アブランクページ(ablankpage)の2023年春夏コレクションが発表された。
タイ生まれのデザイナー、ラロパイブン・プワデトが手掛ける「アブランクページ」は、2022年秋冬コレクションよりスタートした気鋭のブランド。ブランド名の“アブランクページ”は“何もない空白のページ”という意味で、偏見や固定観念にとらわれず自分自身で人生の物語を書き進めていくという思いが込められている。
2シーズン目となる今季、ラロパイブン・プワデトがコレクションで描き出したテーマは「ステレオタイプからの脱却」だ。ルックは、自身のルーツであるタイの文字やテキスタイルを取り入れたカラフルなものから、徐々に色が抜けていき、最後は紙のように真っ白な衣装へ。人種や国籍、外見といったステレオタイプが剥がれ落ち、ありのままの自分が表れていく様子を色調の変化で表現した。
色彩とモノに溢れているタイのネオン街。ショーの前半では、派手で雑多な街の雰囲気を洋服から感じ取ることができる。たとえば、目が覚めるような蛍光イエローのビニールコートは、裾や袖をとびきり装飾的に。
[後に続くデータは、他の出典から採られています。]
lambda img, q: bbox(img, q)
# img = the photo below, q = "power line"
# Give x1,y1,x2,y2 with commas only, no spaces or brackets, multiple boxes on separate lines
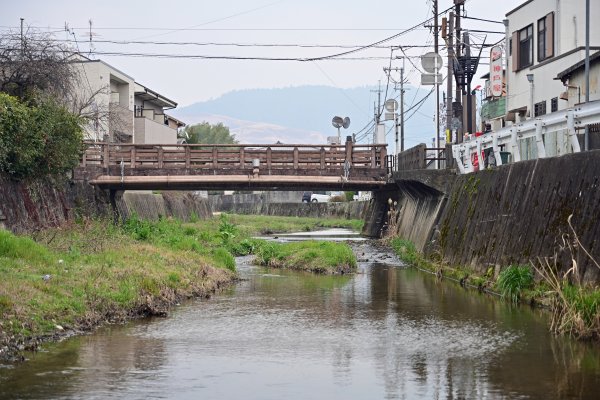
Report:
11,36,438,50
303,4,454,62
0,25,431,32
462,16,504,24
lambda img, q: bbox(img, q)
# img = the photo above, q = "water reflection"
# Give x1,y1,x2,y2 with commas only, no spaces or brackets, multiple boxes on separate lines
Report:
1,243,599,399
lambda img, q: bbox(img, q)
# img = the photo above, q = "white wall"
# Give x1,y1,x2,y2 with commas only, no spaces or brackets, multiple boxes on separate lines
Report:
506,0,599,117
134,117,177,144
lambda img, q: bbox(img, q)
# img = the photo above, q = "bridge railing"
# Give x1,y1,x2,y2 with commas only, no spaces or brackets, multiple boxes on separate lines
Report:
80,142,388,171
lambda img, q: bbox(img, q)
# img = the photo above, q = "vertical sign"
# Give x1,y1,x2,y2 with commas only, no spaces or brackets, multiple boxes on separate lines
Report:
490,46,503,97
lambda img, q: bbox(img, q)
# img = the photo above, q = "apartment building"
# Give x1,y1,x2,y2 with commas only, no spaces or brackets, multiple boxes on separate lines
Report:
71,55,184,144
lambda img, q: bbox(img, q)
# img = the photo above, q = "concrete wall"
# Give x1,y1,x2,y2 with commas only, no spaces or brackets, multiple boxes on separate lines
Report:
209,191,305,209
365,150,600,283
0,177,212,233
0,177,110,233
134,117,178,144
216,201,368,220
115,191,211,221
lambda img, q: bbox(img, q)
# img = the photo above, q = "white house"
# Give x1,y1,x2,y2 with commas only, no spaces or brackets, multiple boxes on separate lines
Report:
71,55,184,144
505,0,599,157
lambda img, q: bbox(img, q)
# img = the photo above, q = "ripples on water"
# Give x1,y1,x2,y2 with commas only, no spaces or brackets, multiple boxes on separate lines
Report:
1,242,599,399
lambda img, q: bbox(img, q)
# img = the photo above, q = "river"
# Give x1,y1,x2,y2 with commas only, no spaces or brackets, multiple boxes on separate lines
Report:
1,234,599,399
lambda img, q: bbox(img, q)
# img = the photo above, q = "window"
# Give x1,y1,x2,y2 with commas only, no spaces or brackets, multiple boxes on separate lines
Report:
512,25,534,71
551,97,558,112
519,25,534,69
538,13,554,62
534,101,546,117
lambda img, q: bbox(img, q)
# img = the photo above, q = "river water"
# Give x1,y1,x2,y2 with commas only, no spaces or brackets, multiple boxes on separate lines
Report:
1,236,599,399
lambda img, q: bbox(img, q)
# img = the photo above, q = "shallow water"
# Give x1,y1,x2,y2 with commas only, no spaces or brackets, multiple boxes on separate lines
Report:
1,239,599,399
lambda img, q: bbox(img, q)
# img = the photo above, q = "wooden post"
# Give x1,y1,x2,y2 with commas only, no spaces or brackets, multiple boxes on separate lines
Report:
212,147,218,168
371,146,376,168
267,147,272,170
320,147,325,169
293,147,299,169
185,146,190,169
82,147,87,167
379,145,387,168
240,147,245,168
130,146,136,169
345,138,353,167
158,147,164,169
103,143,109,169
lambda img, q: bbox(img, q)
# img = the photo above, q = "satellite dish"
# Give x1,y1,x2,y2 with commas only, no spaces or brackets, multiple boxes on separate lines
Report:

ファーストルックに登場した、まるで宙に浮かんでいるかのような三角帽子は、よく見るとタイの紙幣で構成されているのがユニークだ。
ぐるぐるとワイヤーが渦巻くようなピースにも注目。こちらは、タイのごちゃごちゃとした電線からインスピレーションを得た1着だという。
“証明写真風”グラフィックを配したTシャツもアイキャッチーなアイテム。写真の男性は、デザイナーのラロパイブン・プワデト本人だ。黒い目隠し線を入れることで、匿名性を強調。見た目の偏見から解放されていく様子を表現した。
ショー後半に入ると一転、色調はホワイトとグレーの無彩色に変化。Tシャツやラフなスラックスなどカジュアルなアイテムが並んだ前半とは対照的に、エレガントでドレッシーなピースが多く登場するようになる。
たっぷりと布地を使用したコートは、歩くたびにふんわりと空気を内包し、ウェディングドレスのように華やかなシルエットを形成。シャツやブラウスはスリーブ部分をたっぷりと取り、ギャザーを寄せることで優美かつロマンティックな表情を演出した。